Father nodded. “More curse of the mummy nonsense, I suppose?”
“Something of an epidemic,” I said. “Not only were Lady Kensington and Mr. Squires attacked last night, but also Lord Morgan’s home was burglarized this morning in the broad light of day! Really, it seems awfully convenient to blame some otherworldly entity—”
“And no doubt whoever is perpetrating these crimes has thought of that very thing,” my father agreed.
“Certainly. That brings the total to three persons who’ve suffered since the party—of course, not counting the fellow with the broken neck—”
“Agnes!” my father said sharply. “Take care!”
I nodded. My face reddened now from legitimate shame. It was worse than unladylike to speak of the misfortunes of others so coldly: It was inhumane. “Of course, Father.”
I stood waiting for him to dismiss me, but Bathurst spoke first. “Did you say three, Miss Wilkins?”
I turned to our guest. “Yes, sir. Lady Kensington, Mr. Squires, and Lord Morgan.”
“Then you haven’t heard about Mrs. Blalock?” As a particular friend of Lord Showalter, Mrs. Blalock had been at the party with us. When Showalter had been almost a stranger to our London circle, she threw a ball to welcome him.
“Mrs. Blalock?” I asked.
Bathurst looked to my father before continuing. Father gave him a wave of his hand as if authorizing him to proceed and feed my strange fancies.
Bathurst explained that Mrs. Blalock had returned home this morning after a couple of hours at the shops to find her lady’s maid lying unconscious on the carpet of her bedroom.
“Oh!” I said, my hand flying to my mouth.
Mr. Bathurst nodded gravely. “They fetched some smelling salts, and then a doctor, but it took her hours to come around. She appears to have had some sort of fit.”
Or some new manifestation of the mummy’s curse? I wondered.
“I will send Mrs. Blalock a note and ask if there is anything we can do.”
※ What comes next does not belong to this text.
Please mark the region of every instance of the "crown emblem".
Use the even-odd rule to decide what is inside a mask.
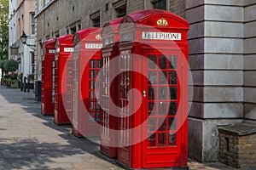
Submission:
[[[96,37],[97,40],[102,39],[102,37],[101,37],[100,34],[96,35],[95,37]]]
[[[157,26],[168,26],[168,21],[164,18],[158,20],[156,22],[157,22]]]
“Your mother has already called on Mrs. Blalock. I think she is there still.”
“Very good, Father.”
“Now, go translate something,” he said with a grin. “Anything more lively than listening to a couple of old men talk about Napoleon, or imagining sinister goings-on in your neighborhood.” His attempt at a smile was only marginally successful.
I nodded and headed out the study door as Caroline returned with the tray, laden with a plate of sandwiches and a steaming pot. I made for the stairs and began to ascend toward my room. Try as I might, I could not follow my father’s advice and think on lighter matters.
Could it really be a curse? Could the awakened spirit of an Egyptian king be exacting vengeance for our disrespectful curiosity?
Possibly.
But something about that list of names troubled me. That something teased my mind as I topped the staircase and turned toward my door.
Kensington.
Squires.
Blalock.
Morgan.
Certainly they were all neighbors to a degree—almost everyone at the party had been. There were but a handful of guests who did not have homes within a mile of our own.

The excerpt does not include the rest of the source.